AP Photo/Julie Jacobson, File
It was inevitable. Even if Virginia Beach hadn’t taken place on Friday, there was no chance that Connecticut Governor Ned Lamont wasn’t going to sign three gun control bills into law. The only question was how long would it take for him to break out his pen.
Connecticut Gov. Ned Lamont signed three bills Monday that tighten gun control, including Ethan’s Law, which calls for the safe storage of firearms in households where children are present.
Lamont also signed a ban on “ghost guns,” which can be assembled at home by purchasing parts online, and a ban on storing unlocked guns in unattended vehicles.
The measures are all aimed at promoting gun safety in the state, and are acts Lamont previously applauded following their approval in the state House of Representatives.
“The overwhelming majority of Connecticut residents want us to close the gaping loopholes that allow guns to get into the wrong hands, and any measure that encourages safe gun storage to help keep children, residents, and families safe is an action I will always support,” Lamont said, after the House passed Ethan’s Law and the ban on ghost guns.
However, not everything within the bill was absolute garbage.
The bill also expands the age range for firearm safety programs to extend from kindergarten through grade 12, rather than grade eight.
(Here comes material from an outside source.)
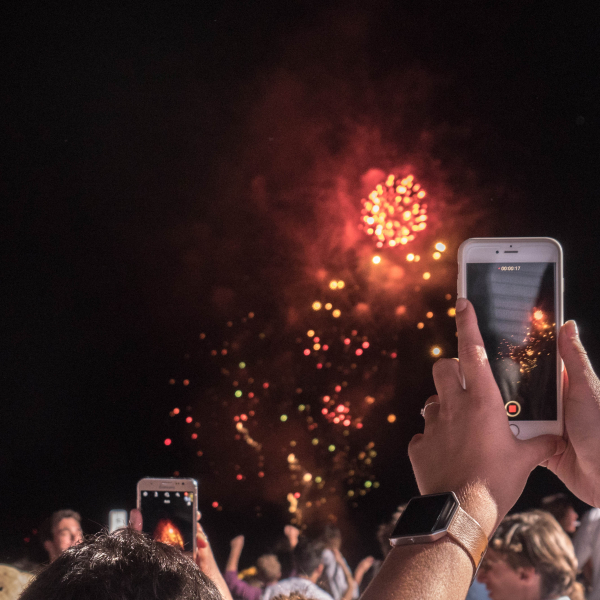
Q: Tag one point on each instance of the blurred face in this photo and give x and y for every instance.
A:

Lamont has supported the legislation since it was first introduced. It previously passed the House with a 127 to 16 vote.
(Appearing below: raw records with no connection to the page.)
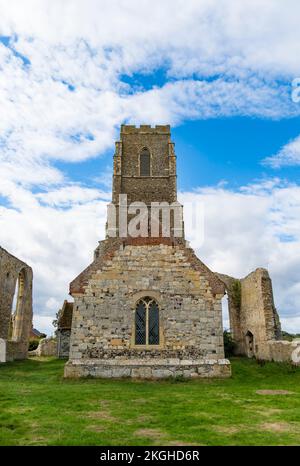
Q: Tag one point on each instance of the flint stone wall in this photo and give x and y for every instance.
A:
(104, 309)
(17, 337)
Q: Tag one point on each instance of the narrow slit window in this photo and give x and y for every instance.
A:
(147, 322)
(145, 162)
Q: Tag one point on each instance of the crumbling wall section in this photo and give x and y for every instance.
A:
(15, 324)
(254, 321)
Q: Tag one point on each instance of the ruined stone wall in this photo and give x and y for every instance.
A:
(15, 331)
(252, 312)
(258, 314)
(63, 343)
(126, 177)
(190, 309)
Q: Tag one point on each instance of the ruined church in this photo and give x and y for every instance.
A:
(147, 306)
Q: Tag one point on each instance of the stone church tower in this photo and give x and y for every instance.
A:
(146, 306)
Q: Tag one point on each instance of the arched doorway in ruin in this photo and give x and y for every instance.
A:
(249, 344)
(18, 304)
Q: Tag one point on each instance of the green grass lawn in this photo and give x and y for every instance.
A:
(39, 407)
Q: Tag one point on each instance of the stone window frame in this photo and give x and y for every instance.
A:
(18, 313)
(139, 162)
(136, 298)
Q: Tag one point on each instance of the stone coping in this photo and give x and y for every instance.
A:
(148, 362)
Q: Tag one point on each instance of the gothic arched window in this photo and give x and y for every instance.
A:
(147, 322)
(145, 162)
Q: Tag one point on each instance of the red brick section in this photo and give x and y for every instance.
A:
(77, 286)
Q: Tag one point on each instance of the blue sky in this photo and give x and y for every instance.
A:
(220, 74)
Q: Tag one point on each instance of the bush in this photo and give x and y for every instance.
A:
(33, 344)
(229, 344)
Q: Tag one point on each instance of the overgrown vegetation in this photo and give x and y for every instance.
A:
(259, 405)
(33, 344)
(289, 336)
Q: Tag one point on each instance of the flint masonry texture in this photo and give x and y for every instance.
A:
(124, 270)
(15, 324)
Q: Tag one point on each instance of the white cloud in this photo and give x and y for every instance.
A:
(288, 155)
(255, 227)
(65, 101)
I’ve advocated for firearm safety programs to be part of school curriculums. While this bill doesn’t go quite that far, it does put firearm safety in the schools at every grade level. Frankly, that will do far more to ensure the safety of kids than requiring parents to lock up their guns so they’re unable to access them in an emergency.
Of course, that’s where the hopes for anything non-stupid ends.
Banning “ghost guns” is beyond idiotic since the people you have to worry about are people who don’t care about the law in the first place. They may have to drive a bit further to get the parts in question. That’s at most.
The truth is, all of the parts are sold as replacement parts for existing weapons, except the lower receivers. All a “ghost gun” ban does is ban the selling of incomplete receivers that lack serial numbers. However, files exist out there that anyone with a CNC machine can mill one out of a block of aluminum all on their own. They don’t need a less than 80 percent receiver.
With the new law in place, the only people who will be doing that will be pretty much the very people the law is meant to thwart.
How many times do we have to explain to people like the legislators in Connecticut that criminals do not obey the law? It’s part of the job description, yet they keep creating rules that have, at best, only a minimal impact on the bad guys. Then again, it’s about all gun-grabbing politicians know how to do.